The final day of the World University Games was like a storybook ending for UAF teammates Mariel Pulles and Kendall Kramer.

The two Nanooks were eager to finish strong, as both skiers had at least four races under their belt, including preliminary rounds.

Kramer, a Fairbanks native, had valid showings after placing 11th in the 5K individual pursuit and 12th in the 5K individual classic while skiing a leg on the 10th-place 3x5K relay and the 12th-place mixed team sprint.

But the Nanook was hungry for more.

The West Valley grad led her fifth and final event — the 15K freestyle — for most of the way before Pulles (Estonia) closed the 10-second gap within the last kilometer.

The two gritted it out in the final stretch until Pulles extended her ski to win by a boot length, claiming victory by 0.4 seconds over Kramer.

The pair were 11.7 seconds ahead of third-place Xeniya Shalygina of Kazakhstan.

“It was really, really cool,” said Kramer in a press release. “I think that I felt really good going into the second lap and I was just going faster on the hills — I had a good time out there.”

Pulles, who was initially dubbed the ‘dark horse’ became a UAF and Estonian hero.

The 2021 Olympian had a modest start to the games, taking 14th as a part of the mixed team sprint. She moved through the rounds in the sprint freestyle, skyrocketing her to Estonia’s first-ever winter gold medal at the World University Games.

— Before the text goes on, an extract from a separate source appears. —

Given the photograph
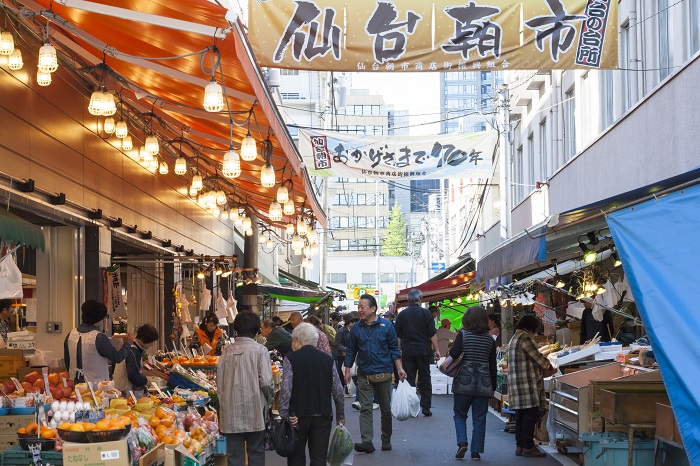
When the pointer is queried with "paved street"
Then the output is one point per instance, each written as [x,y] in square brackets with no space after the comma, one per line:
[427,441]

“I felt amazing,” said Pulles after the race. “I had dreamed about it before my season started, and now I just managed to do it.”

Pulles continued the momentum, collecting a pair of silver medals in the 5K individual pursuit and 5K individual classic.

Standing atop the podium one final time with Kramer, the pair cemented themselves into history as World University medalists.

UAA, the in-state rival, also collected a few medals to take home to the forty-ninth state.

Astrid Stav celebrated a second-place showing in the 3x5K relay with her Norwegian teammates, narrowly placing behind the winners from Finland. Stav also placed 12th and 13th in the 5km pursuit and individual classic.

On the slopes, Norway’s Carmen Nielssen took silver in the women’s Super-G, after cruising to a speedy first run and closing well on the second run to finish 0.47 seconds behind the winner. Teammate Ainsley Proffitt of Missouri finished 21st.

Both Nielssen and Proffitt finished in the top 10 for the Alpine combined events, placing sixth and seventh overall.

Canada’s Caeden Carruthers led the UAA men in the Super-G, tying for 10th, while Austria’s Jan Ronner was the top Seawolf in the giant slalom (14th), Alpine combined (16th), and slalom (27th).

Hunter Eid

Anchorage’s Hunter Eid’s highest finish came in the giant slalom and alpine combined, placing 29th in each. The South High grad finished 35th in the Super-G and 36th in the slalom.

The 4×7.5K men’s relay included APU’s Garrett Butts and Anchorage’s Alexander Maurer.

Butts led off, followed by Vermont’s Finn Sweet and Gregory Burt, where the early position jockeyed between second and eighth. Maurer, who attends Colorado University, maintained the position, helping the relay finish fifth in the 13-team field.

“I think the coolest part about the relay is that this way my first race to represent the Stars and Stripes,” said Butts. “Doing that in a relay was really fun.”

Alexander Maurer

Butts added a sixth place in the 30K freestyle, finishing just 17 seconds behind winner John Steel Hagenbuch of Dartmouth College.

Maurer, a Service High grad, finished 22nd in the 30K freestyle, 27th in the 10km freestyle and 36th in the 10K classic.

Minnesota Mankato’s Anne O’Hara, a West Valley Grad, represented the Alaska contingent in curling, winning eight out of nine matches with her U.S. National Team teammates in the round-robin tournament. In the semifinals, the team was narrowly beaten by China, before winning over Great Britain in the bronze medal game.